Pasaron los días. El cuerpo empezaba a pesarle, pero su orgullo no lo dejaba rendirse. A veces lograba alguna changa chica: un paredón que había que reparar, un revoque, una losa mal terminada. Le pagaban poco, pero él se iba contento, con las manos llenas de cemento y el corazón un poquito más liviano.
Sin embargo, el trabajo escaseaba. Y con él, la esperanza.
Una noche de invierno, mientras comía un plato de sopa rala, escuchó a unos chicos del barrio hablando en la vereda.
—Che, vos sabés que mi viejo no consigue a nadie que le termine el baño nuevo. Todos le cobran una fortuna.
—Sí, mi tío igual, el albañil que vino le dejó la obra por la mitad.

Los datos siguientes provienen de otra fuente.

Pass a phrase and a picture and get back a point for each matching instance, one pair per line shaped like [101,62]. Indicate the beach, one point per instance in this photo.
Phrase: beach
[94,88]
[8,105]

Ernesto sonrió con tristeza. Sabía que había muchos como él, gente que necesitaba arreglos pero no podía pagar lo que pedían los albañiles jóvenes. Entonces, al día siguiente, tuvo una idea.
Buscó un pedazo de cartón, lo limpió bien y escribió con letra grande:
“ALBAÑIL JUBILADO — ARREGLOS A PRECIO JUSTO — LLAMAR A DON ERNESTO”
Lo pegó en el poste de la esquina, con un número escrito a mano. No esperaba mucho, pero era su manera de no rendirse.
Esa misma tarde sonó el teléfono. Era Doña Rosa, una vecina del barrio que necesitaba que le arreglaran una pared del patio.
—¿Usted es el del cartel? —preguntó ella.
—Sí, señora, el mismo —contestó él, emocionado.
Fue, trabajó dos días y le cobró lo justo. Al terminar, Doña Rosa le sacó una foto mientras sonreía y la subió al grupo de Facebook del barrio: “Vecinos Unidos de Villa del Parque”.
El post decía:
“Este es Don Ernesto, jubilado y albañil de toda la vida. Me arregló la pared impecable, me cobró poco y encima me convidó mate. Si alguien necesita una mano, no duden en llamarlo. ¡Gente así ya no hay!”
La publicación se viralizó en el grupo.
Al día siguiente, el teléfono no paraba de sonar.
Unas mujeres querían que les arreglara el techo del lavadero. Un comerciante necesitaba hacer un contrapiso. Hasta un colegio del barrio le ofreció pintar las aulas.
Don Ernesto, con su gorrita azul y sus herramientas viejas, se convirtió en una leyenda del barrio.
Los vecinos lo saludaban por la calle, le alcanzaban facturas, le invitaban mates, y hasta los chicos lo esperaban para ayudarlo a preparar la mezcla.
—¡Llegó el abuelo del andamio! —gritaban cuando lo veían venir.
Meses después, el intendente del municipio se enteró de su historia y lo fue a visitar. Le ofrecieron un taller gratuito para que enseñara albañilería a jóvenes sin trabajo.
Ernesto aceptó, con lágrimas en los ojos.
Cada mañana, se levantaba temprano, planchaba su camisa celeste y tomaba el colectivo con la herramienta bajo el brazo.
—No vine a jubilarme, vine a enseñar lo que sé —decía con una sonrisa.
Y así, entre mezcla, ladrillos y mates compartidos, Don Ernesto volvió a sentirse útil, querido y digno.
El cartel de cartón seguía pegado en el poste de la esquina, aunque ya casi ilegible por el sol y la lluvia.
Nadie quiso quitarlo.
Era un símbolo de que todavía hay esperanza, incluso en los tiempos más duros.
¿Qué aprendemos de esta historia?
La dignidad no se mide en billetes, sino en la voluntad de seguir de pie. Don Ernesto no encontró un trabajo: encontró nuevamente su propósito, y con él, el respeto y el cariño de su gente. En un país donde la crisis golpea a diario, hay quienes siguen levantando muros… pero también corazones.